The response of Wellesley’s administration to Justice Ginsburg’s passing was similarly troubling for some students. On Sept. 21, College President Paula Johnson sent out an email of commemoration. Several students noticed that the statement made no mention of Justice Ginsburg’s anti-Indigenous actions.
“Whenever a major American figure dies, it immediately becomes clear who treats BIPOC as an afterthought and who doesn’t,” James said. “It immediately becomes clear who prioritizes whiteness and their own human rights over the human rights of others.”
As many shed light on Justice Ginsburg’s damaging legacy, even those who expressed admiration for her have taken a qualifying stance. Abrams believes that while Justice Ginsburg’s memory should not be defined by the harmful decisions she made, they are a necessary part of her legacy. Khan says that her actions must be considered in the context of her conservative life. In reference to Justice Ginsburg’s argument in Sherill v.
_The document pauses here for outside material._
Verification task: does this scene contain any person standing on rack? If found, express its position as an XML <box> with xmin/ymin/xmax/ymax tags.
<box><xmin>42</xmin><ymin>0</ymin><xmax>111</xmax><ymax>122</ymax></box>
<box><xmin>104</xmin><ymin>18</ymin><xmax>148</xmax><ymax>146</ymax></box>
Oneida, Khan said, “it epitomizes the notion that she’s part of this generation that has this internalized sense of entitlement over America.”
The question over how Justice Ginsburg should be remembered has caused many people to reflect on the nature of the Supreme Court as an institution and to consider Ginsburg’s actions in this broader context. Abrams contends that Justice Ginsburg did indeed cause harm in her career, but she was following her job as a Supreme Court justice. Ginsburg’s duty, Abrams explains, was interpreting the Constitution, so her actions in that role do not necessarily reflect her personal beliefs.
“I believe that she has ruled in favor of what the Constitution has said, but that is absolutely a reason to take issue with the way our Constitution is written and the way the Supreme Court exists,”Abrams said.
Others argue the Constitution is an inherently oppressive document due to the heinous origins of the United States, and therefore Justice Ginsburg’s actions on behalf of the judicial branch should be held against her.
“RBG actively helped expand and uphold the racist, capitalist and imperialist empire that is America, just like all other Supreme Court [justices] do … I do not think anyone who works for the settler colonial American government should be honored,” Olivia Massie ’22 said.
Another powerful way in which Justice Ginsburg’s death has affected Wellesley students is in what it means for the future of certain human rights. Many students, regardless of who Justice Ginsburg was, are extremely fearful of the trajectory of the Supreme Court in her absence. The issues for which she was a reliable champion — like reproductive freedom and marriage equality — are now threatened. These fears were hardened after Donald Trump’s replacement nominee Amy Coney Barrett was sworn in on Oct. 27. Barrett’s presence adds weight to the conservative wing of the Court. Her past work has sought to curb abortion rights, gun control, and the Affordable Care Act.
“The ultra-conservative backgrounds of most of the current justices means that the lives and freedoms of so many marginalized communities are being put at risk … The notion that the hard work, strife, and sacrifices of those who fought so hard to secure a more equitable world could be undone makes me simultaneously furious, devastated, and disappointed,” Khan said.
James hopes that this anxiety will push people to question the institution that Justice Ginsburg worked for.
“If the only thing preventing your human rights from being taken away is one woman, maybe it’s not a good system of government,” James said. “Perhaps there is a better system of government out there — one not based on slavery, genocide, settler colonialism, imperialism and capitalism.”